Ante todo, la fobia tiene un carácter sistemático: se manifiesta siempre sin excepciones. Esta peculiaridad la distingue del miedo provocado por el encuentro con un animal agresivo, como algunos perros, o comúnmente considerado como tal, o que nos sorprende al aparecer de improviso. La fobia es un temor intenso y angustioso. Son habituales los síntomas estrictamente físicos, como palpitaciones, sudores fríos, vello erizado y boca seca.
Según los individuos, este miedo paraliza o provoca una reacción de fuga. La reacción fóbica se desencadena cada vez que se ve o se entra en contacto con el animal temido. Pero una simple foto o la idea de tener que encontrarse con el animal son suficientes para aumentar el ritmo cardíaco y desencadenar la angustia. En algunos casos, existe una simbolización del objeto fóbico: un gusano o un cable eléctrico pueden llegar a surtir el mismo efecto que una serpiente de verdad.

¿Cuáles son los diversos tipos de fobia a los animales?

La zoofobia puede ser de diverso tipo. Algunas personas tienen miedo de los gatos (ailurofobia o elurofobia); otras, de los perros (cinofobia), y otras, de las aves (ornitofobia). Pero las más violentas y difundidas se centran a menudo en las arañas (aracnofobia), las ratas y las serpientes (herpetofobia). Cualquier animal puede suscitar una fobia: los insectos, las medusas, los murciélagos, los caracoles ...

¿Cuál es el origen de la fobia a los animales?

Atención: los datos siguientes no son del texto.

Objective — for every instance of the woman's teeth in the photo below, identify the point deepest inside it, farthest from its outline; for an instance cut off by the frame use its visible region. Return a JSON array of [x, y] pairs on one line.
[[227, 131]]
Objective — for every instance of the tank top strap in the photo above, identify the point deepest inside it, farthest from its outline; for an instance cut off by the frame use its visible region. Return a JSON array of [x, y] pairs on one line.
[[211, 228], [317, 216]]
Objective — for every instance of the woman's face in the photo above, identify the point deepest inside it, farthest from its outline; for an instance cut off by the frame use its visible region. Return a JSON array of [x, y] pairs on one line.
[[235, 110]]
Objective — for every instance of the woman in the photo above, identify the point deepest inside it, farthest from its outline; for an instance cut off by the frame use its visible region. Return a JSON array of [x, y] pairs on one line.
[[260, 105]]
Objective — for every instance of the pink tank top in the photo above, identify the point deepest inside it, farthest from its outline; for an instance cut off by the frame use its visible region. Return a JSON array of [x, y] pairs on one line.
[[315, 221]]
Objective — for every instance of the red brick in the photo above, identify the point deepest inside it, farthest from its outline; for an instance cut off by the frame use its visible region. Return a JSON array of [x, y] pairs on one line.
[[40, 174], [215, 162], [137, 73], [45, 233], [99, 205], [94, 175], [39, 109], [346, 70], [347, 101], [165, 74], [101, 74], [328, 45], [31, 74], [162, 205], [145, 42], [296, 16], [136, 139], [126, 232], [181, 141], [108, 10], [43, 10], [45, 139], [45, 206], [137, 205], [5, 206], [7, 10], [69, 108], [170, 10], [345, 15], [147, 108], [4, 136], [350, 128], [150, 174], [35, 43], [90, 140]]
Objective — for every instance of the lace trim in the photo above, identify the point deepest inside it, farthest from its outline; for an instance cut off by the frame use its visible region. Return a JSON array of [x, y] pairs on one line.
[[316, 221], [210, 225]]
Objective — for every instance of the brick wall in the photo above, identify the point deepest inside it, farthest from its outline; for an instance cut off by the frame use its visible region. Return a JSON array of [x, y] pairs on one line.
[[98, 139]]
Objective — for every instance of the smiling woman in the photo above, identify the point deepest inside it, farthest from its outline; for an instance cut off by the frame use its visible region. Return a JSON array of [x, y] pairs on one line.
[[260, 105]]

Sobre este punto se han formulado muchas hipótesis opuestas y circulan bastantes ideas falsas. Existen defensores acérrimos de la teoría psicoanalítica que ven en cada objeto fóbico un símbolo sexual: la serpiente, por ejemplo, representaría el falo; la araña podría ser la representación de los dedos y los brazos de la madre, etc. No existe ninguna prueba que apoye estas teorías.
Una parte de las fobias adquiridas podría relacionarse con un mecanismo de defensa desarrollado a consecuencia de una experiencia dolorosa: el niño mordido por un perro o arañado por un gato conserva un recuerdo doloroso del encuentro y el miedo lo protege de una posible repetición del acontecimiento.
Al parecer también existen fobias innatas, como la fobia a las serpientes. En efecto, muy pocos de los individuos herpetofóbicos han tenido realmente contacto con una serpiente y aún menos han sido víctimas de un ataque por su parte. Así pues, es posible que exista una forma de memoria de la especie: hubo una época en que tener miedo a las serpientes era el mejor medio para escapar a sus mordeduras y sobrevivir en condiciones primitivas.
El comportamiento de ciertas tribus amazónicas o indonesias podría explicarse en este sentido. Por último, la influencia de la familia y del ambiente es determinante: ciertos miedos son inculcados con la educación o, al menos, ésta prepara inconscientemente un terreno fértil para su aparición. El niño registra reacciones de padres o parientes que, aunque sean controladas y mínimas, resultan evidentes y contribuyen a crear en él una fobia perfectamente estructurada.

Tratamiento la zoofobia

Existe una gran variedad de tratamientos de la zoofobia. En general, los medicamentos de la medicina clásica no son de gran ayuda. Los psicoanalistas, siguiendo a Freud, proponen una terapia psicoanalítica basada en el principio de que el objeto fóbico sería un símbolo cuyo significado hay que descubrir, por ejemplo, en ciertos sueños.
La fobia expresaría un conflicto entre un deseo de naturaleza sexual y un sentimiento de culpa desencadenado por dicho deseo. Se pueden aplicar para el tratamiento de las fobias diversas técnicas derivadas del psicoanálisis, como el sueño guiado con los ojos abiertos.
Sin embargo, cada vez con mayor frecuencia, se recurre a terapias comporta mentales que permiten obtener buenos resultados en un plazo mucho más breve, aproximadamente de unos cuantos meses.
Se trata, en general, de modificar las reacciones en presencia del animal, del mismo modo que se desensibiliza a un alérgico por medio de inyecciones sucesivas. No se pretende desmontar el mecanismo de la fobia, sino únicamente controlarlo y eliminar sus efectos para volver a llevar una vida normal. También la autosugestión, la hipnosis, la sofrología, el análisis transaccional, la programación neurolingüística y diversas terapias de grupo pueden producir buenos resultados tanto en el caso de fobia a los animales como en el caso de otras fobias.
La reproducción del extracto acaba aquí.